1. Shear Points and Cutting Points
Shear points occur when the edges of two objects move close together and can cut soft material (example: auger). Cutting points occur when an object moves forcefully and is able to cut (example: sickle blade). To avoid injuries, employees must remain alert while operating machines and advise nearby co-workers when using cutting machinery as some machines can throw objects.
2. Pinch Points
Pinch points happen when two rotating objects move closely together, one moving in a circle. Hands and feet can get caught in pinch points, or other body parts can get pulled into pinch points when loose clothing becomes entangled in the machine. To avoid injuries, instruct employees to wear tight-fitting clothing and never reach over or work near rotating parts. Also, walk the farm and help employees identify places where pinch points can occur and avoid these areas.
3. Wrap Points
When exposed machine parts rotate, they create wrap points. Loose clothing can get caught in the moving parts and consequently pull workers into the machine. To avoid injuries, show employees how to shield potential wrap points before beginning work.

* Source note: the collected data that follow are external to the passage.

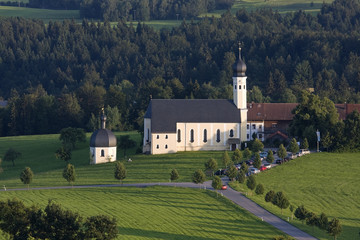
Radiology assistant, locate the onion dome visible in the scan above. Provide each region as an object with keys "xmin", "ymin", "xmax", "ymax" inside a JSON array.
[
  {"xmin": 90, "ymin": 129, "xmax": 117, "ymax": 147},
  {"xmin": 232, "ymin": 45, "xmax": 247, "ymax": 77},
  {"xmin": 90, "ymin": 109, "xmax": 117, "ymax": 147}
]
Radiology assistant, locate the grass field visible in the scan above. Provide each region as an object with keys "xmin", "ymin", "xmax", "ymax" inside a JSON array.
[
  {"xmin": 0, "ymin": 132, "xmax": 227, "ymax": 189},
  {"xmin": 0, "ymin": 6, "xmax": 79, "ymax": 22},
  {"xmin": 0, "ymin": 186, "xmax": 287, "ymax": 239},
  {"xmin": 230, "ymin": 152, "xmax": 360, "ymax": 240}
]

If you cannot shield wrap points, paint them a bright colour to remind employees that they are there.
4. Crush Points
Crush points occur when objects move toward one another or when one moves toward a stationary object — this may tragically cause workers to be crushed in between. Show employees how to block equipment securely to avoid fatal injuries.
5. Free-Wheeling Parts
Some equipment with moving parts continues to spin after being shut off. To avoid injuries, employees need to wait until the machinery has completely stopped before touching it. Remind employees that this can take several minutes.
6. Hydraulic Systems
Workers servicing, adjusting or replacing parts on machines with hydraulic systems can face high-pressure blasts of hydraulic oil. This can cause injury and/or burns to the skin. To avoid injuries, train employees not to inspect hydraulic hoses with their hands, as the hydraulic fluids can puncture the skin.
To ensure everyone is on the same page, all employees should walk around the farm to help them become familiar with the potential hazards of the machinery they work with. Remember, safety always comes first!